Even then every extra drive will go to the retail distributors and current business customers may not have much luck increasing their orders without a new contract. As it's no longer WD competing with Seagate for customers but the business customers competing with miners for anything they can get their hands on.

Pools are coming at the end of this month. Now people can start tossing on a bunch of 1TB to 5TB drives. They won't make the money the whales make with 2 PB arrays. But it'll be enough to make an extra $10 to $20 a day. Just like a lot of GPU miners who use just a few GPU.

Even with the big miners. If they can't get 10 to 16TB drives at a reasonable price. They can use more 4TB to 6TB drives. It just takes a bit more organization and time to manage more drives. But once it's going they can just sit back and relax. It's not like the additional power cost matters as the usage is negligible.

Just look at 8TB drives. They're already getting scarce.

While I haven't looked into secondary peripherals. This must be or at least will be affecting prices and availability of those too. Items like power strips, long USB cables, USB hubs, cheap SATA raid cards, 5.25 to 3.5 bay adapters and multi-drive enclosures. I'll bet computer case manufacturers are shocked at the sudden resurgence of old ugly full tower cases that house 10+ 3.5 hard drives.

As Chia is proving a hit. This is just the beginning. There'll be a ton of copycat crypto's.
 

InvalidError

Titan
Moderator
That's not how this works. As the models in demand sell out and fail to get restocked, demand spreads to other models.
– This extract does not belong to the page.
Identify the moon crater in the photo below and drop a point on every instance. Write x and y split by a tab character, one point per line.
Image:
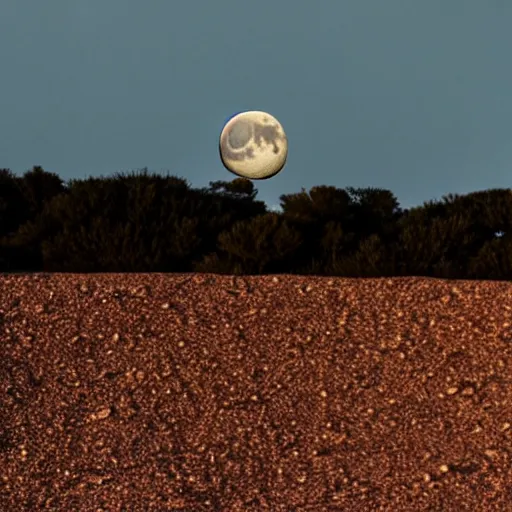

The dominoes all fall in sequence. Same thing has played out in the GPU ecosystem. We've seen this in the past with shortages in RAM too, and also in industries such as building materials and food. The analysis is completely wrong. Prices will bump up for everything and stay there until companies increase output (which they probably won't).
The bulk of HDDs are sold direct to large corporations, which means Chia miners don't even have the option to interfere with supply there no matter how much money they may want to throw at it. This is quite different from GPUs where higher-end consumer GPUs would normally go practically exclusively to gamers.

I wouldn't worry at all about Chia miners snatching 1-6TB HDDs any time soon if ever, though there could be a price increase in the longer-term as HDD manufacturers re-allocate materials and manufacturing capacity from smaller low-margins drives to higher capacity higher-margins drives.

I wonder how long it will be until people realize that Chia mining isn't really any more environmentally friendly than BTC or ETC. It may not require the same amount of always-on brute-force number-crunching but it does require a never-ending amount of storage, replacement SSDs for plotting and enough number-crunching to fill that storage as fast as it can be deployed.